Over the past week, the Michigan women’s basketball team has been preparing. But for what? That is still an uncertainty.
The Wolverines sit on the precarious NCAA Tournament bubble, and according to ESPN women’s bracketologist Charlie Crème, Michigan is the second team out, behind just North Carolina. The Wolverines’ résumé isn’t great, but it just might be good enough to earn their first NCAA Tournament berth since 2001.
Michigan comes in at 20-11 — its best overall record since coach Kevin Borseth took over in 2007 — but just 8-8 in conference play. The Wolverines’ lack of a strong conference record could be attributed to the strength of the Big Ten.
“I think our conference has been better this year, and hopefully the committee will see that,” said senior guard Courtney Boylan.
Following the conclusion of the Big Ten Tournament and Michigan’s second-round loss to Ohio State, four Big Ten teams sit in the AP top-25 poll — No. 11 Penn State, No. 14 Purdue, the 17th-ranked Buckeyes and No. 20 Nebraska. The addition of Nebraska to the conference could be a negative factor for Michigan’s hopes, as the Cornhuskers are a lock for an at-large berth, that could potentially have belonged to the Wolverines.
But two important figures that the committee looks at are a team’s Ratings Percentage Index and its record against teams with a top-50 or top-100 RPI. RPI uses a team’s strength of schedule and their success against that schedule to give a numerical value.
Michigan currently sits at 44th in RPI, which is noticeably higher than last season, when it also sat on the bubble. The Wolverines’ strength of schedule and their ability to avoid bad losses against weaker opponents, which have plagued them in seasons past, help their status.
Boyland has been here before — her postseason tournament hopes resting in the hands of the selection committee — and isn’t in unfamiliar territories with the mixed emotions that are felt while on the bubble.
“(Being on the bubble) is hard because you want it so bad, but there’s nothing you can do right now,” Boylan said on Tuesday. “It’s kind of in the hands of the committee, and that’s how it’s been the past couple of years, so I’m just hoping it turns out different for us.”
It might turn out different because the Wolverines’ résumé is thicker than it’s been in the past. Michigan defeated then-No. 11 Ohio State in Ann Arbor on Jan. 7 and traveled to Omaha on Feb. 9 and easily handled then-No. 15 Nebraska. The Wolverines also beat Florida on the road in the first game of the season.
“I think we deserve to be one of (the teams in), but the main thing is what the committee thinks at this point,” Borseth said. “We want to be one of those teams.”

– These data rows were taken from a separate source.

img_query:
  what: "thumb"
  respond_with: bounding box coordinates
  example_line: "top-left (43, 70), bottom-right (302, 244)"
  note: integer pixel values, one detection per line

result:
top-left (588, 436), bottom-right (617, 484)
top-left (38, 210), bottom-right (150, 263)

But Michigan’s record against RPI top-50 opponents is a glaring weakness in its résumé. The Wolverines are 3-6 in this category, and 3-9 against teams in the top-100. Teams like Michigan State, who are also on the bubble, have a similar overall record to Michigan, but boast a better conference record. The Wolverines have a higher RPI, though, which could give them an edge to the committee.
Though Michigan’s postseason aspirations are in the hands of a group of people they’ve never met, as a senior, Boylan recognizes the significance of finally achieving a goal the team has always had during her entire career as a Wolverine. But even if it doesn’t get over the NCAA Tournament hump that has been present for more than a decade, Michigan will still be playing in the postseason — just at the WNIT.
“(Going to the tournament) is what we’ve been working for ever since I got here,” she said. “To me, it would pretty much mean everything. Even if we don’t, we’re still playing, and I still look forward to the opportunity to keep playing even if it’s in the WNIT.”